When a rising Korean break-dance group performs to hip-hop lyrics extolling the new HP, you know that the company is aiming for that elusive 'street cred' among the desired demographics - mainly the young, trendy and tech-savvy. Occurring midway through HP's glamorous regional press launch in Seoul, where we were invited to witness HP's new suite of lifestyle computing solutions, this was a song and dance routine that said everything about the new face of HP.
Granted, it wasn't exactly new, since this was merely a continuation of its "The Computer is Personal Again" marketing campaign that started last year which paints a picture of a world where computers have increasingly become inseparable from our personal lives, while each of us forms our own unique relationships to the devices around us. Accordingly, HP's goal is to deliver on the 'personal' aspect by empowering consumers while keeping the technical nitty gritty bits in the background away from end-users.
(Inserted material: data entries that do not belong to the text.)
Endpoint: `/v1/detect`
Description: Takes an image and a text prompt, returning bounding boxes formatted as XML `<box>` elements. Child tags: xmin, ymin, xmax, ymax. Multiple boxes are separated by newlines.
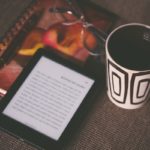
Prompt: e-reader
<box><xmin>0</xmin><ymin>49</ymin><xmax>99</xmax><ymax>150</ymax></box>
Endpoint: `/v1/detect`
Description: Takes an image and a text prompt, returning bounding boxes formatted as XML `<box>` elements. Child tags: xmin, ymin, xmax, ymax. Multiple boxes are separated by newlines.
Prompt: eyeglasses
<box><xmin>49</xmin><ymin>0</ymin><xmax>107</xmax><ymax>56</ymax></box>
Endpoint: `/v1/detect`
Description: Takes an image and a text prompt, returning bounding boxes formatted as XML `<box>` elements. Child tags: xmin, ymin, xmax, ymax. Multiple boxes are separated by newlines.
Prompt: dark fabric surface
<box><xmin>0</xmin><ymin>0</ymin><xmax>150</xmax><ymax>150</ymax></box>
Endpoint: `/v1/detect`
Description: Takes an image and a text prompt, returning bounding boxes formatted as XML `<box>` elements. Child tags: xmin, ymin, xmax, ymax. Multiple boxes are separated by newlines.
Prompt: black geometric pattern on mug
<box><xmin>130</xmin><ymin>71</ymin><xmax>150</xmax><ymax>105</ymax></box>
<box><xmin>108</xmin><ymin>60</ymin><xmax>128</xmax><ymax>104</ymax></box>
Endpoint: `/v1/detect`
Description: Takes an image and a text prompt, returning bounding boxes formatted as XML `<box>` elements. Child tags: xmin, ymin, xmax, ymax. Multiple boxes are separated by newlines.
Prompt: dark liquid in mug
<box><xmin>108</xmin><ymin>25</ymin><xmax>150</xmax><ymax>70</ymax></box>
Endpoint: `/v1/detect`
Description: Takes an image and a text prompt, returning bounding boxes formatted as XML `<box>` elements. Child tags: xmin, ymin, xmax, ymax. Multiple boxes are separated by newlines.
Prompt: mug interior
<box><xmin>106</xmin><ymin>24</ymin><xmax>150</xmax><ymax>70</ymax></box>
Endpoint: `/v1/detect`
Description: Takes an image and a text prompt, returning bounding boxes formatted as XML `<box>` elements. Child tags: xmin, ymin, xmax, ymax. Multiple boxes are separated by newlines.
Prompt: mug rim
<box><xmin>105</xmin><ymin>22</ymin><xmax>150</xmax><ymax>72</ymax></box>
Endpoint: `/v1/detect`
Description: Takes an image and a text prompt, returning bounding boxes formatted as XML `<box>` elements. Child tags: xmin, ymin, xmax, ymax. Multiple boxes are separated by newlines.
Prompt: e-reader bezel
<box><xmin>0</xmin><ymin>48</ymin><xmax>100</xmax><ymax>149</ymax></box>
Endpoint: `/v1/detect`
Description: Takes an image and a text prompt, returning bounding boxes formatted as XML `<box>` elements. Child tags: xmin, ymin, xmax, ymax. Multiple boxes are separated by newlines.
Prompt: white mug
<box><xmin>105</xmin><ymin>23</ymin><xmax>150</xmax><ymax>109</ymax></box>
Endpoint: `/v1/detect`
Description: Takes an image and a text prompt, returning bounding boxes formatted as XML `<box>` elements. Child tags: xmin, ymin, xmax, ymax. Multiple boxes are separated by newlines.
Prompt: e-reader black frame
<box><xmin>0</xmin><ymin>48</ymin><xmax>100</xmax><ymax>150</ymax></box>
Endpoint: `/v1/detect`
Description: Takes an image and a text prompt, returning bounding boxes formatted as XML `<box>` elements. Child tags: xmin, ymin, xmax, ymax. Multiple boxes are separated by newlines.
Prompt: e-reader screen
<box><xmin>2</xmin><ymin>56</ymin><xmax>95</xmax><ymax>141</ymax></box>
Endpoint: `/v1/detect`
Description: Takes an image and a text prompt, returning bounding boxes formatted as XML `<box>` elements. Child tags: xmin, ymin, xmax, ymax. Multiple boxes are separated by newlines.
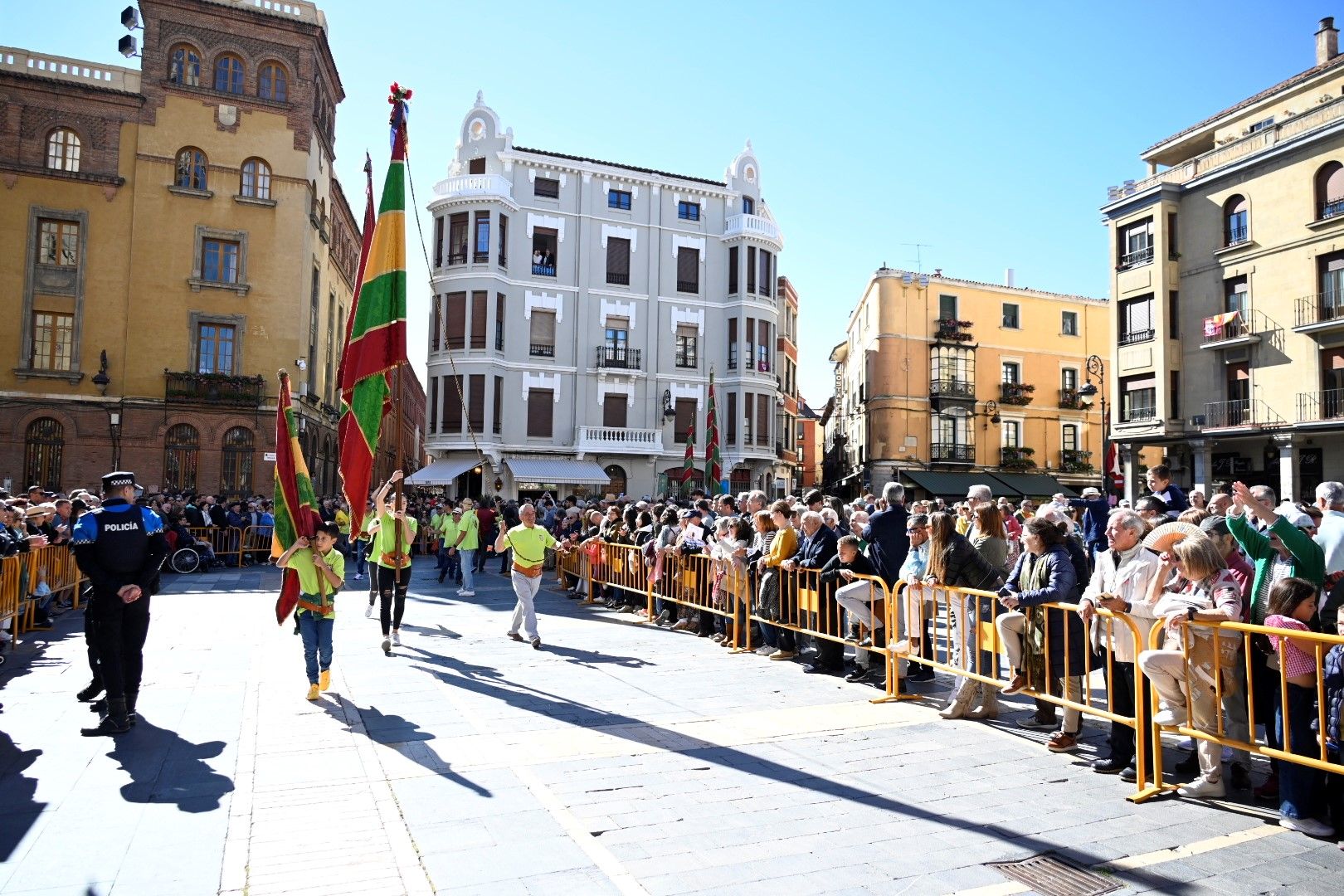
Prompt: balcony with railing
<box><xmin>574</xmin><ymin>426</ymin><xmax>663</xmax><ymax>455</ymax></box>
<box><xmin>164</xmin><ymin>369</ymin><xmax>266</xmax><ymax>408</ymax></box>
<box><xmin>928</xmin><ymin>442</ymin><xmax>976</xmax><ymax>464</ymax></box>
<box><xmin>999</xmin><ymin>382</ymin><xmax>1036</xmax><ymax>406</ymax></box>
<box><xmin>723</xmin><ymin>213</ymin><xmax>783</xmax><ymax>250</ymax></box>
<box><xmin>434</xmin><ymin>174</ymin><xmax>514</xmax><ymax>204</ymax></box>
<box><xmin>1297</xmin><ymin>390</ymin><xmax>1344</xmax><ymax>423</ymax></box>
<box><xmin>592</xmin><ymin>344</ymin><xmax>644</xmax><ymax>371</ymax></box>
<box><xmin>1293</xmin><ymin>293</ymin><xmax>1344</xmax><ymax>334</ymax></box>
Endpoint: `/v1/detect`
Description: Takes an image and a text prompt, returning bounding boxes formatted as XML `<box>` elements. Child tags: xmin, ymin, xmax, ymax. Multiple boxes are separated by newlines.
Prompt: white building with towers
<box><xmin>416</xmin><ymin>94</ymin><xmax>783</xmax><ymax>497</ymax></box>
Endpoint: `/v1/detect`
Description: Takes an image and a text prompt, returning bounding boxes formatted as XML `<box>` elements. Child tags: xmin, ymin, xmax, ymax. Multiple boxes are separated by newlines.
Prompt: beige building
<box><xmin>1102</xmin><ymin>19</ymin><xmax>1344</xmax><ymax>499</ymax></box>
<box><xmin>824</xmin><ymin>267</ymin><xmax>1110</xmax><ymax>497</ymax></box>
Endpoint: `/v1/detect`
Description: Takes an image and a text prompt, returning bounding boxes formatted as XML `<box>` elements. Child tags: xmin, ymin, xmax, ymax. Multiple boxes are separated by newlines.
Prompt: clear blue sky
<box><xmin>10</xmin><ymin>0</ymin><xmax>1327</xmax><ymax>407</ymax></box>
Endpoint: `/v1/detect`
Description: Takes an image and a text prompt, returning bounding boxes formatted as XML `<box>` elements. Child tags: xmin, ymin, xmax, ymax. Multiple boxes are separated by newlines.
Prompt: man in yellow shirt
<box><xmin>275</xmin><ymin>523</ymin><xmax>345</xmax><ymax>700</ymax></box>
<box><xmin>494</xmin><ymin>504</ymin><xmax>563</xmax><ymax>650</ymax></box>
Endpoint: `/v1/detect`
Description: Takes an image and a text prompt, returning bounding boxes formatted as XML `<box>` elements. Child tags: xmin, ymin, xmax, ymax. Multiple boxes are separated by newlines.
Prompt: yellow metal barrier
<box><xmin>1149</xmin><ymin>619</ymin><xmax>1344</xmax><ymax>792</ymax></box>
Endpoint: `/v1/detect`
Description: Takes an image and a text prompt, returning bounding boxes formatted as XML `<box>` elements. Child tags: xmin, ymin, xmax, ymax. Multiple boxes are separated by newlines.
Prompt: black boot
<box><xmin>80</xmin><ymin>697</ymin><xmax>130</xmax><ymax>738</ymax></box>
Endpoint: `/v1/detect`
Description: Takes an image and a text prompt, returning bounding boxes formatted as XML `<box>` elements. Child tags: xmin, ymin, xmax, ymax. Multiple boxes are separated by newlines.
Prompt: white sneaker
<box><xmin>1278</xmin><ymin>816</ymin><xmax>1335</xmax><ymax>837</ymax></box>
<box><xmin>1176</xmin><ymin>777</ymin><xmax>1225</xmax><ymax>801</ymax></box>
<box><xmin>1153</xmin><ymin>707</ymin><xmax>1188</xmax><ymax>728</ymax></box>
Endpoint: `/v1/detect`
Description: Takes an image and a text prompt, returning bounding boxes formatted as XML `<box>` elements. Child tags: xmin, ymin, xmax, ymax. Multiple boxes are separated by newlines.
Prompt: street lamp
<box><xmin>1078</xmin><ymin>354</ymin><xmax>1112</xmax><ymax>504</ymax></box>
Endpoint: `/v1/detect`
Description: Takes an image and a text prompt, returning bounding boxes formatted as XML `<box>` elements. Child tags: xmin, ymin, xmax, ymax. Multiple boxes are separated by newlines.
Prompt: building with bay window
<box><xmin>416</xmin><ymin>94</ymin><xmax>783</xmax><ymax>495</ymax></box>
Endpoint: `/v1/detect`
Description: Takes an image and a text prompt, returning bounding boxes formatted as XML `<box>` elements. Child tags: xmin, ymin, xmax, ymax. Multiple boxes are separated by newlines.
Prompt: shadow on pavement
<box><xmin>323</xmin><ymin>697</ymin><xmax>492</xmax><ymax>796</ymax></box>
<box><xmin>108</xmin><ymin>716</ymin><xmax>234</xmax><ymax>813</ymax></box>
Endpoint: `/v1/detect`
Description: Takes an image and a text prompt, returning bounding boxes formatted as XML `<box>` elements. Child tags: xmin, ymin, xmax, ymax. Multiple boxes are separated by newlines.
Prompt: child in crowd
<box><xmin>275</xmin><ymin>521</ymin><xmax>345</xmax><ymax>700</ymax></box>
<box><xmin>1264</xmin><ymin>577</ymin><xmax>1335</xmax><ymax>837</ymax></box>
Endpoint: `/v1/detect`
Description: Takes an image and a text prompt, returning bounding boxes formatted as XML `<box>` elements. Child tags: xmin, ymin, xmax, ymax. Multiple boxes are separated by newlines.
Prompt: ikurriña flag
<box><xmin>270</xmin><ymin>371</ymin><xmax>323</xmax><ymax>625</ymax></box>
<box><xmin>340</xmin><ymin>83</ymin><xmax>411</xmax><ymax>532</ymax></box>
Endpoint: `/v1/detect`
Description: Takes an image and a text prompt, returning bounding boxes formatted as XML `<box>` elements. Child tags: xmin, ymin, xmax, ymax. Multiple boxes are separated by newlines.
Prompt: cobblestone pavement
<box><xmin>0</xmin><ymin>560</ymin><xmax>1344</xmax><ymax>896</ymax></box>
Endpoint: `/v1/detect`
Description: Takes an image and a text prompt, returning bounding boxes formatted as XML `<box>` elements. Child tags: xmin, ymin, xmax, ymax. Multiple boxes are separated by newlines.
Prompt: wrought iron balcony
<box><xmin>164</xmin><ymin>369</ymin><xmax>266</xmax><ymax>407</ymax></box>
<box><xmin>594</xmin><ymin>344</ymin><xmax>642</xmax><ymax>371</ymax></box>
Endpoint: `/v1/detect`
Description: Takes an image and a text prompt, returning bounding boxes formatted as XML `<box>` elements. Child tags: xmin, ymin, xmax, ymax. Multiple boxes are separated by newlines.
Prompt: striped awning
<box><xmin>504</xmin><ymin>457</ymin><xmax>611</xmax><ymax>485</ymax></box>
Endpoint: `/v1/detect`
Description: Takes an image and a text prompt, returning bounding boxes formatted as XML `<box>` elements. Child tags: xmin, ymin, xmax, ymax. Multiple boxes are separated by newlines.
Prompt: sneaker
<box><xmin>1045</xmin><ymin>731</ymin><xmax>1078</xmax><ymax>752</ymax></box>
<box><xmin>1153</xmin><ymin>707</ymin><xmax>1188</xmax><ymax>728</ymax></box>
<box><xmin>1278</xmin><ymin>816</ymin><xmax>1335</xmax><ymax>837</ymax></box>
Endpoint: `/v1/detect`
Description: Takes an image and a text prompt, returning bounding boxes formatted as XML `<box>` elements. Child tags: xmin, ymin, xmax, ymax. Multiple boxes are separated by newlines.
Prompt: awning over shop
<box><xmin>986</xmin><ymin>473</ymin><xmax>1078</xmax><ymax>499</ymax></box>
<box><xmin>900</xmin><ymin>470</ymin><xmax>999</xmax><ymax>499</ymax></box>
<box><xmin>406</xmin><ymin>458</ymin><xmax>477</xmax><ymax>485</ymax></box>
<box><xmin>504</xmin><ymin>457</ymin><xmax>611</xmax><ymax>485</ymax></box>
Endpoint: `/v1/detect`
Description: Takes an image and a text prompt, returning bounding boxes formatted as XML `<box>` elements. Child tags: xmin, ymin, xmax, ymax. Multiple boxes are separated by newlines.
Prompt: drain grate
<box><xmin>989</xmin><ymin>853</ymin><xmax>1119</xmax><ymax>896</ymax></box>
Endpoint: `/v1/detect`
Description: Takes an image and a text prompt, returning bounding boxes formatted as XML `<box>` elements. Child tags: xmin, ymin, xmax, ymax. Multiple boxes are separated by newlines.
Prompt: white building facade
<box><xmin>418</xmin><ymin>94</ymin><xmax>783</xmax><ymax>497</ymax></box>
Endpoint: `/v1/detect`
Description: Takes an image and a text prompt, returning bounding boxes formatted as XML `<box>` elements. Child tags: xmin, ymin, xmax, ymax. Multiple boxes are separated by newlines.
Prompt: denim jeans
<box><xmin>299</xmin><ymin>610</ymin><xmax>336</xmax><ymax>685</ymax></box>
<box><xmin>457</xmin><ymin>551</ymin><xmax>475</xmax><ymax>591</ymax></box>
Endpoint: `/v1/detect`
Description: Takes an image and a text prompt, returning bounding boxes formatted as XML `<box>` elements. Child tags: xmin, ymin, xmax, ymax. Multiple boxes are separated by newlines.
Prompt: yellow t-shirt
<box><xmin>504</xmin><ymin>523</ymin><xmax>555</xmax><ymax>567</ymax></box>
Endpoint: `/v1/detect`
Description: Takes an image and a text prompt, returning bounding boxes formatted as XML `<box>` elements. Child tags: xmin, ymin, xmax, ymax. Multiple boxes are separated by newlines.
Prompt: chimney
<box><xmin>1316</xmin><ymin>16</ymin><xmax>1340</xmax><ymax>66</ymax></box>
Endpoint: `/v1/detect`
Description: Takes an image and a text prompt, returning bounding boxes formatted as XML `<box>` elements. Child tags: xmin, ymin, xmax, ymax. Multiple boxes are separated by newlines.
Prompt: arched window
<box><xmin>164</xmin><ymin>423</ymin><xmax>200</xmax><ymax>492</ymax></box>
<box><xmin>173</xmin><ymin>146</ymin><xmax>210</xmax><ymax>189</ymax></box>
<box><xmin>215</xmin><ymin>52</ymin><xmax>243</xmax><ymax>94</ymax></box>
<box><xmin>1316</xmin><ymin>161</ymin><xmax>1344</xmax><ymax>221</ymax></box>
<box><xmin>47</xmin><ymin>128</ymin><xmax>80</xmax><ymax>171</ymax></box>
<box><xmin>219</xmin><ymin>426</ymin><xmax>253</xmax><ymax>497</ymax></box>
<box><xmin>168</xmin><ymin>43</ymin><xmax>200</xmax><ymax>87</ymax></box>
<box><xmin>1223</xmin><ymin>193</ymin><xmax>1251</xmax><ymax>246</ymax></box>
<box><xmin>602</xmin><ymin>464</ymin><xmax>625</xmax><ymax>494</ymax></box>
<box><xmin>256</xmin><ymin>61</ymin><xmax>289</xmax><ymax>102</ymax></box>
<box><xmin>238</xmin><ymin>158</ymin><xmax>270</xmax><ymax>199</ymax></box>
<box><xmin>23</xmin><ymin>416</ymin><xmax>66</xmax><ymax>492</ymax></box>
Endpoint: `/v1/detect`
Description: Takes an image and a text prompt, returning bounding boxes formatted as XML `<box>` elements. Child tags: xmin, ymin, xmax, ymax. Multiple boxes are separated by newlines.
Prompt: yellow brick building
<box><xmin>824</xmin><ymin>267</ymin><xmax>1110</xmax><ymax>497</ymax></box>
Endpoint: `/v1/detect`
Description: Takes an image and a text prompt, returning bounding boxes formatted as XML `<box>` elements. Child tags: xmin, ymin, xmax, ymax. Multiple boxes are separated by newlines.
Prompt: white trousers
<box><xmin>509</xmin><ymin>572</ymin><xmax>542</xmax><ymax>640</ymax></box>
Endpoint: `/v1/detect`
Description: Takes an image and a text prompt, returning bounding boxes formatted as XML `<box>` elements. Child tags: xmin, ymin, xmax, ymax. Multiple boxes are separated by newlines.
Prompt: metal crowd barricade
<box><xmin>900</xmin><ymin>584</ymin><xmax>1161</xmax><ymax>802</ymax></box>
<box><xmin>1140</xmin><ymin>619</ymin><xmax>1344</xmax><ymax>792</ymax></box>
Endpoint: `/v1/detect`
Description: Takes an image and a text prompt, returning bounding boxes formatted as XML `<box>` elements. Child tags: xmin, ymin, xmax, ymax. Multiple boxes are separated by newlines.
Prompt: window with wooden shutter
<box><xmin>528</xmin><ymin>309</ymin><xmax>555</xmax><ymax>358</ymax></box>
<box><xmin>676</xmin><ymin>246</ymin><xmax>700</xmax><ymax>293</ymax></box>
<box><xmin>444</xmin><ymin>376</ymin><xmax>462</xmax><ymax>432</ymax></box>
<box><xmin>602</xmin><ymin>393</ymin><xmax>629</xmax><ymax>430</ymax></box>
<box><xmin>490</xmin><ymin>376</ymin><xmax>504</xmax><ymax>436</ymax></box>
<box><xmin>472</xmin><ymin>293</ymin><xmax>489</xmax><ymax>348</ymax></box>
<box><xmin>672</xmin><ymin>397</ymin><xmax>695</xmax><ymax>445</ymax></box>
<box><xmin>445</xmin><ymin>293</ymin><xmax>466</xmax><ymax>351</ymax></box>
<box><xmin>606</xmin><ymin>236</ymin><xmax>631</xmax><ymax>286</ymax></box>
<box><xmin>466</xmin><ymin>373</ymin><xmax>485</xmax><ymax>432</ymax></box>
<box><xmin>527</xmin><ymin>390</ymin><xmax>555</xmax><ymax>439</ymax></box>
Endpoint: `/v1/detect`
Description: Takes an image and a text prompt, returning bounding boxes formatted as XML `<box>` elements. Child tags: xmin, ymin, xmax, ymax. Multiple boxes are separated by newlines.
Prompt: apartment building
<box><xmin>822</xmin><ymin>267</ymin><xmax>1110</xmax><ymax>497</ymax></box>
<box><xmin>0</xmin><ymin>0</ymin><xmax>414</xmax><ymax>494</ymax></box>
<box><xmin>418</xmin><ymin>94</ymin><xmax>791</xmax><ymax>504</ymax></box>
<box><xmin>1102</xmin><ymin>19</ymin><xmax>1344</xmax><ymax>499</ymax></box>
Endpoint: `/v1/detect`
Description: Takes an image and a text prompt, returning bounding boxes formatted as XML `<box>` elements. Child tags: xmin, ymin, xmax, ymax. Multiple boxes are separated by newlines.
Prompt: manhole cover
<box><xmin>989</xmin><ymin>853</ymin><xmax>1119</xmax><ymax>896</ymax></box>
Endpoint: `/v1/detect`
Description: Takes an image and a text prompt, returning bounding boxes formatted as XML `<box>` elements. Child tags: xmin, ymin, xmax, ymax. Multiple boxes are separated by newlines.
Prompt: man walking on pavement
<box><xmin>72</xmin><ymin>471</ymin><xmax>168</xmax><ymax>738</ymax></box>
<box><xmin>494</xmin><ymin>504</ymin><xmax>564</xmax><ymax>650</ymax></box>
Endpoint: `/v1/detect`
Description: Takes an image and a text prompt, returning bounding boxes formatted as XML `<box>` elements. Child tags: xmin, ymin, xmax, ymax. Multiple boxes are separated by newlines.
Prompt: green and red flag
<box><xmin>338</xmin><ymin>83</ymin><xmax>411</xmax><ymax>532</ymax></box>
<box><xmin>270</xmin><ymin>371</ymin><xmax>323</xmax><ymax>625</ymax></box>
<box><xmin>704</xmin><ymin>371</ymin><xmax>723</xmax><ymax>494</ymax></box>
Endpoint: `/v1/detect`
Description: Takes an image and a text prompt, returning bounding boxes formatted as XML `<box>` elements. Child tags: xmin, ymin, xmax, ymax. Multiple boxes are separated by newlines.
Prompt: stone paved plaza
<box><xmin>0</xmin><ymin>560</ymin><xmax>1344</xmax><ymax>896</ymax></box>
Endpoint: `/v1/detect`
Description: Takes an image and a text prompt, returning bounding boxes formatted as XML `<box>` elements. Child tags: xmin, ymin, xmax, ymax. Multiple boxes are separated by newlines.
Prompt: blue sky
<box><xmin>10</xmin><ymin>0</ymin><xmax>1327</xmax><ymax>407</ymax></box>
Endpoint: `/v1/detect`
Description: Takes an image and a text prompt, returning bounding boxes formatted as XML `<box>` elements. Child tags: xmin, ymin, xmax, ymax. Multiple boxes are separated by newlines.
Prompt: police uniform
<box><xmin>71</xmin><ymin>471</ymin><xmax>168</xmax><ymax>735</ymax></box>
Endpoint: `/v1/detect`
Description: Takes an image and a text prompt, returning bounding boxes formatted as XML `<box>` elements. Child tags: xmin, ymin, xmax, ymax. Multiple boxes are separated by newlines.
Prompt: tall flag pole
<box><xmin>340</xmin><ymin>83</ymin><xmax>411</xmax><ymax>548</ymax></box>
<box><xmin>270</xmin><ymin>371</ymin><xmax>323</xmax><ymax>625</ymax></box>
<box><xmin>704</xmin><ymin>367</ymin><xmax>723</xmax><ymax>494</ymax></box>
<box><xmin>336</xmin><ymin>152</ymin><xmax>377</xmax><ymax>534</ymax></box>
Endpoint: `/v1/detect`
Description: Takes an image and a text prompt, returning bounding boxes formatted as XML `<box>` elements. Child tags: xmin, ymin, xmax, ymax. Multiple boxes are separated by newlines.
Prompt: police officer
<box><xmin>71</xmin><ymin>471</ymin><xmax>168</xmax><ymax>738</ymax></box>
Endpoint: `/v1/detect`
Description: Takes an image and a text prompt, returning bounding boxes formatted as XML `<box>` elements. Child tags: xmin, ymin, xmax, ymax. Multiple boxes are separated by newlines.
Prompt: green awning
<box><xmin>985</xmin><ymin>471</ymin><xmax>1078</xmax><ymax>499</ymax></box>
<box><xmin>900</xmin><ymin>470</ymin><xmax>1003</xmax><ymax>499</ymax></box>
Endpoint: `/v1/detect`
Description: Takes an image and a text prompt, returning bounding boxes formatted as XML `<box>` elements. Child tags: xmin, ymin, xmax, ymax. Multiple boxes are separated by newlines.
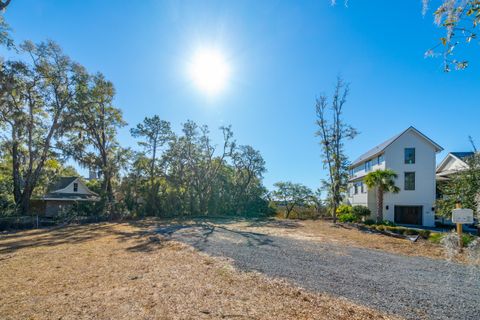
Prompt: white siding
<box><xmin>384</xmin><ymin>131</ymin><xmax>436</xmax><ymax>226</ymax></box>
<box><xmin>56</xmin><ymin>179</ymin><xmax>91</xmax><ymax>194</ymax></box>
<box><xmin>349</xmin><ymin>130</ymin><xmax>437</xmax><ymax>226</ymax></box>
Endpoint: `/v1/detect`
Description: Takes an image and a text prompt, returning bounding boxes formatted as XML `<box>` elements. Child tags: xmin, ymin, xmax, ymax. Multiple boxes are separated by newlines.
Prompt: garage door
<box><xmin>395</xmin><ymin>206</ymin><xmax>423</xmax><ymax>225</ymax></box>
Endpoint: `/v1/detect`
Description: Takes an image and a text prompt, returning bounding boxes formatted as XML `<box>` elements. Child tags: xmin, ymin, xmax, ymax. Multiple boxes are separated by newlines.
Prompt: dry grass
<box><xmin>225</xmin><ymin>219</ymin><xmax>454</xmax><ymax>261</ymax></box>
<box><xmin>0</xmin><ymin>224</ymin><xmax>398</xmax><ymax>319</ymax></box>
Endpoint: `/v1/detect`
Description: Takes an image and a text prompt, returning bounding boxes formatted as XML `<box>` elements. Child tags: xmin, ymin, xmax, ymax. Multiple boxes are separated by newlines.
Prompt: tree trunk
<box><xmin>377</xmin><ymin>188</ymin><xmax>383</xmax><ymax>223</ymax></box>
<box><xmin>12</xmin><ymin>138</ymin><xmax>22</xmax><ymax>205</ymax></box>
<box><xmin>18</xmin><ymin>185</ymin><xmax>33</xmax><ymax>215</ymax></box>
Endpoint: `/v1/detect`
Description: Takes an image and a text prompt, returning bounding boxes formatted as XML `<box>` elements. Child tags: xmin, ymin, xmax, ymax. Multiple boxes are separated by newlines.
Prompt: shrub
<box><xmin>337</xmin><ymin>204</ymin><xmax>353</xmax><ymax>215</ymax></box>
<box><xmin>338</xmin><ymin>213</ymin><xmax>358</xmax><ymax>222</ymax></box>
<box><xmin>462</xmin><ymin>233</ymin><xmax>476</xmax><ymax>247</ymax></box>
<box><xmin>418</xmin><ymin>230</ymin><xmax>432</xmax><ymax>239</ymax></box>
<box><xmin>352</xmin><ymin>206</ymin><xmax>372</xmax><ymax>217</ymax></box>
<box><xmin>378</xmin><ymin>220</ymin><xmax>397</xmax><ymax>227</ymax></box>
<box><xmin>428</xmin><ymin>232</ymin><xmax>443</xmax><ymax>244</ymax></box>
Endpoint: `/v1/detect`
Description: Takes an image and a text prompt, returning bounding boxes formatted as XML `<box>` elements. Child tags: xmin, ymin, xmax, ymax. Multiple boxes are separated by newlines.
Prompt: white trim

That PCs are now an integral part of our everyday lives, extending beyond just work and into our homes, was a constant theme highlighted in the opening keynote speech by Adrian Koch, senior vice president of HP's Personal Systems Group for Asia Pacific and Japan. One of the scenarios offered in the speech was the PC as the entertainment hub for the entire family, playing and sharing effortlessly and wirelessly digital media like movies and music. Another was the fashionable and hip image that the company apparently hopes to convey by stressing its design credentials (Paris and Milan were some of the names mentioned). These two main concerns have heavily influenced the design of the new products, especially the main stars of the night, the world's first all-in-one touchscreen PC, the HP TouchSmart PC and the HP Pavilion tx1000 entertainment notebook.